Urząd Zamówień Publicznych wszczął postępowanie wyjaśniające w sprawie wydania przez Instytucję Kultury Katowice – Miasto Ogrodów 60 tys. euro na stworzenie Polityki Muzycznej Katowic. UZP sprawdzi czy Miasto Ogrodów mogło w ramach zamówienia z wolnej ręki wydać tak dużą kwotę pieniędzy.
Korzystając z zamówienia z wolnej ręki, czyli bez przetargu, Miasto Ogrodów zleciło przygotowanie dokumentu „Polityka rozwoju sektora muzycznego w Katowicach. Jak zbudować prężną i dobrze prosperującą branżę muzyczną.” Dokument, w którym znalazło się 50 zaleceń, które powinno wprowadzić się w Katowicach, przygotowała brytyjska firma Sound Diplomacy. Firma zaproponowała m.in. zapewnienie muzykom szkoleń i przewodników na temat korzystania z danych i analiz dotyczących branży muzycznej, stworzenie „Sieci mentorów muzyki w Katowicach” – ekspertów, którzy przeznaczają 1–2 godziny w miesiącu na pracę z lokalnymi muzykami, czy przygotowanie serwisu WWW na wysokim poziomie, który prezentowałby katowicki sektor muzyczny i jego walory klientom międzynarodowym.

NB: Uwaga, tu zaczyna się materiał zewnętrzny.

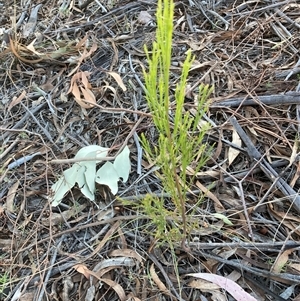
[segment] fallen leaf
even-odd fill
[[[84,264],[76,264],[73,268],[80,274],[84,275],[86,279],[90,279],[90,270]]]
[[[119,257],[119,256],[132,257],[137,259],[140,263],[142,262],[142,257],[136,251],[131,249],[116,249],[113,250],[109,255],[114,257]]]
[[[223,207],[222,203],[219,201],[219,199],[211,192],[208,188],[206,188],[203,184],[200,183],[200,181],[196,182],[196,186],[200,188],[200,190],[211,200],[214,201],[215,210],[217,213],[222,213],[225,211],[225,208]]]
[[[243,290],[234,281],[227,279],[223,276],[209,274],[209,273],[195,273],[188,274],[187,276],[192,276],[200,279],[204,279],[219,285],[221,288],[226,290],[230,295],[232,295],[237,301],[258,301],[245,290]]]
[[[79,273],[83,274],[87,279],[89,279],[90,276],[93,276],[96,279],[98,279],[99,281],[102,281],[102,282],[106,283],[108,286],[110,286],[110,288],[112,288],[116,292],[116,294],[118,295],[120,301],[125,301],[126,300],[126,294],[125,294],[124,289],[121,287],[120,284],[116,283],[115,281],[99,277],[95,272],[89,270],[83,264],[75,265],[74,269],[76,269]]]
[[[129,159],[129,148],[126,145],[121,153],[115,158],[114,168],[117,171],[123,182],[127,182],[130,173],[130,159]]]
[[[15,200],[15,196],[18,190],[20,182],[17,181],[15,184],[13,184],[7,193],[7,198],[6,198],[6,210],[10,213],[14,213],[16,208],[14,206],[14,200]]]
[[[235,144],[238,147],[242,146],[242,140],[239,136],[239,134],[234,130],[232,132],[232,143]],[[229,147],[228,151],[228,166],[232,164],[232,162],[236,159],[236,157],[240,154],[240,151],[233,148]]]
[[[167,287],[163,284],[163,282],[159,279],[157,273],[154,269],[154,264],[150,267],[150,275],[152,280],[155,282],[155,284],[158,286],[158,288],[161,290],[161,292],[167,294],[168,296],[171,295],[170,291],[167,289]]]
[[[142,10],[137,18],[137,21],[141,24],[149,24],[152,20],[152,16],[145,10]]]
[[[10,111],[15,105],[19,104],[26,96],[26,91],[23,90],[18,97],[13,97],[12,102],[8,106],[8,111]]]
[[[285,250],[284,252],[282,252],[275,260],[272,268],[271,268],[271,271],[273,273],[281,273],[282,272],[282,269],[284,268],[284,266],[286,265],[286,263],[288,262],[289,260],[289,255],[291,253],[293,253],[295,251],[295,249],[288,249],[288,250]]]
[[[121,76],[116,73],[116,72],[113,72],[113,71],[106,71],[106,73],[108,73],[109,75],[111,75],[115,81],[118,83],[118,85],[120,86],[120,88],[123,90],[123,91],[126,91],[126,87],[121,79]]]
[[[91,109],[96,104],[96,97],[90,90],[91,84],[88,81],[90,72],[83,71],[75,73],[70,82],[67,94],[72,93],[75,101],[84,109]]]
[[[106,185],[110,188],[112,194],[118,192],[119,175],[111,162],[106,162],[96,174],[98,184]]]

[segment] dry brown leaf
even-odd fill
[[[88,89],[88,88],[84,88],[84,87],[80,87],[80,90],[83,94],[84,97],[84,101],[88,101],[89,103],[96,103],[96,97],[94,95],[94,93]],[[88,104],[89,106],[91,106],[91,104]]]
[[[159,279],[158,275],[155,272],[154,264],[150,267],[150,275],[153,279],[154,283],[158,286],[161,292],[167,294],[168,296],[171,295],[170,291],[166,288],[166,286],[163,284],[163,282]]]
[[[115,282],[113,280],[106,279],[106,278],[100,278],[99,280],[106,283],[107,285],[109,285],[119,296],[120,301],[127,300],[125,291],[120,284],[118,284],[117,282]]]
[[[75,101],[84,109],[91,109],[96,104],[96,97],[90,90],[88,76],[90,72],[78,72],[71,78],[70,88],[67,94],[72,93]],[[88,102],[88,103],[87,103]]]
[[[75,47],[77,49],[80,49],[81,47],[84,46],[84,44],[86,43],[87,39],[88,39],[88,35],[85,35],[81,40],[79,40],[79,42],[76,44]]]
[[[71,82],[70,82],[70,88],[69,88],[67,94],[69,94],[69,93],[72,92],[72,90],[73,90],[73,85],[74,85],[74,83],[76,82],[76,80],[79,79],[79,78],[80,78],[80,72],[78,72],[78,73],[76,73],[76,74],[74,74],[74,75],[72,76]]]
[[[295,269],[298,273],[300,273],[300,263],[291,263],[289,267]]]
[[[83,86],[86,89],[90,89],[92,87],[91,84],[88,81],[87,74],[85,72],[81,72],[81,81],[83,83]]]
[[[289,214],[285,211],[280,211],[278,209],[274,209],[273,204],[269,204],[269,208],[272,211],[273,216],[282,223],[285,227],[290,229],[291,231],[295,231],[298,235],[300,235],[300,231],[298,230],[298,225],[300,224],[300,218]],[[295,222],[295,224],[293,223]]]
[[[123,91],[127,90],[124,83],[123,83],[123,81],[122,81],[121,76],[118,73],[113,72],[113,71],[105,71],[105,72],[108,73],[109,75],[111,75],[115,79],[115,81],[118,83],[118,85],[120,86],[120,88]]]
[[[192,280],[188,286],[195,289],[200,289],[203,293],[207,292],[212,294],[212,300],[218,300],[218,301],[226,301],[225,294],[220,292],[220,286],[217,284],[214,284],[212,282],[203,280],[203,279],[197,279]]]
[[[202,185],[199,181],[196,182],[196,186],[211,200],[214,201],[215,204],[215,210],[217,213],[222,213],[225,211],[225,208],[219,201],[219,199],[211,192],[209,191],[204,185]]]
[[[74,266],[74,269],[76,269],[79,273],[83,274],[88,279],[89,279],[90,276],[93,276],[96,279],[98,279],[99,281],[102,281],[102,282],[106,283],[107,285],[109,285],[116,292],[116,294],[119,296],[119,298],[120,298],[121,301],[126,301],[125,291],[115,281],[107,279],[107,278],[101,278],[101,277],[99,277],[95,272],[89,270],[83,264],[76,264]]]
[[[6,210],[10,213],[14,213],[15,212],[15,206],[14,206],[14,200],[15,200],[15,196],[18,190],[20,182],[17,181],[15,184],[13,184],[7,193],[7,198],[6,198]]]
[[[26,96],[26,91],[23,90],[18,97],[13,97],[12,102],[8,106],[8,111],[10,111],[15,105],[19,104]]]
[[[73,268],[80,274],[82,274],[86,279],[90,279],[91,271],[84,264],[76,264]]]
[[[241,147],[242,146],[242,140],[239,136],[239,134],[233,130],[232,132],[232,143],[235,144],[236,146]],[[229,147],[228,151],[228,166],[232,164],[232,162],[235,160],[235,158],[240,154],[240,151],[233,148]]]
[[[194,175],[191,171],[189,171],[190,175]],[[212,177],[212,178],[219,178],[220,177],[220,171],[218,170],[207,170],[207,171],[199,171],[197,172],[197,177]]]
[[[42,218],[42,223],[45,226],[54,226],[68,221],[71,217],[76,216],[79,212],[82,212],[87,205],[80,205],[78,207],[71,208],[61,213],[53,212],[50,217]]]
[[[108,83],[106,83],[106,85],[105,85],[105,86],[102,86],[101,88],[102,88],[102,90],[103,90],[103,93],[105,93],[106,90],[111,90],[112,93],[113,93],[113,94],[112,94],[113,97],[115,97],[116,94],[117,94],[116,89],[115,89],[114,87],[110,86]]]
[[[276,258],[276,260],[271,268],[271,271],[273,273],[281,273],[282,269],[284,268],[287,261],[289,260],[289,255],[291,253],[293,253],[294,251],[295,251],[295,249],[289,249],[289,250],[285,250],[284,252],[279,254],[279,256]]]
[[[294,174],[293,179],[290,182],[290,186],[293,188],[297,182],[297,180],[299,179],[299,175],[300,175],[300,161],[297,162],[297,170]]]
[[[133,293],[129,293],[127,297],[128,297],[127,301],[142,301],[140,298],[134,297]]]
[[[42,56],[43,54],[36,51],[34,48],[34,43],[36,42],[36,39],[34,39],[28,46],[25,46],[29,51],[31,51],[32,53],[38,55],[38,56]]]
[[[110,266],[110,267],[107,267],[107,268],[104,268],[104,269],[101,269],[101,270],[98,270],[98,271],[95,271],[95,268],[94,268],[94,272],[95,272],[95,274],[98,276],[98,277],[100,277],[100,278],[102,278],[103,276],[105,276],[106,274],[108,274],[108,276],[110,275],[110,271],[113,271],[113,270],[115,270],[116,269],[116,267],[115,266]]]
[[[131,249],[116,249],[113,250],[110,254],[110,256],[121,256],[121,257],[131,257],[131,258],[135,258],[137,261],[139,261],[140,263],[142,263],[142,256],[140,256],[136,251],[131,250]]]
[[[81,48],[82,46],[85,46],[85,42],[86,42],[87,36],[85,36],[82,40],[80,40],[78,42],[78,44],[75,46],[76,48]],[[86,49],[84,49],[81,53],[81,56],[76,59],[78,61],[77,66],[75,68],[73,68],[73,70],[67,75],[68,77],[70,77],[71,75],[73,75],[78,68],[80,67],[81,63],[89,58],[96,50],[97,50],[98,46],[96,43],[93,43],[92,47],[90,48],[89,51],[87,51]]]
[[[192,280],[190,283],[188,283],[188,286],[190,286],[191,288],[200,289],[202,292],[210,292],[212,290],[220,289],[219,285],[203,279]]]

– Zalecenia zawarte w dokumencie będą wdrażane w perspektywie najbliższych lat. Dokument przedstawia bowiem zarys polityki o charakterze długofalowym – mówi nam Łukasz Kałębasiak z Miasta Ogrodów. Część zaleceń już wprowadzono w życie.
Wniosek o kontrolę
Według Stowarzyszenia Aktywności Obywatelskiej „Bona Fides” w przypadku tego zlecenia błędnie zastosowano przepisy, a sam dokument mogła przygotować również inna firma.
– Zdaniem wnioskodawcy w przypadku Zamówienia nie było podstaw dla zastosowanego przez Zamawiającego trybu z wolnej ręki. Jak wskazuje się w doktrynie „Zamówienie z wolnej ręki” jest trybem „szczególnym”, wyłącza bowiem stosowanie przy udzielaniu zamówienia publicznego zasady konkurencyjności postępowania – czytamy w uzasadnieniu pisma do Urzędu Zamówień Publicznych.
Miasto Ogrodów stoi na stanowisku, że mogło udzielić zamówienia w trybie z wolnej ręki korzystając z zapisu w ustawie Prawo Zamówień Publicznych, który mówi o możliwości świadczenia usług tylko przez jednego wykonawcę, w związku z udzieleniem zamówienia w zakresie działalności twórczej lub artystycznej.
To właśnie kwestionuje Bona Fides. Nawet przy przyjęciu, że przygotowanie wskazanej strategii należało do działalności twórczej, zdaniem Stowarzyszenia nie została zrealizowana jeszcze jedna przesłanka. Chodzi o możliwość świadczenia usług wyłącznie przez jednego wykonawcę.
– Wnioskodawca stoi na stanowisku, iż przygotowana na podstawie Zamówienia strategia rozwoju i promocji, mogłaby zostać z powodzeniem przygotowane przez inne podmioty, w szczególności działające również na polskim rynku – czytamy w piśmie Bona Fides.
Po wstępnym rozpoznaniu sprawy Urząd Zamówień Publicznych postawił wszcząć postępowanie wyjaśniające. UZP może jedynie skontrolować procedurę, nie kontroluje celowości wydatkowania pieniędzy.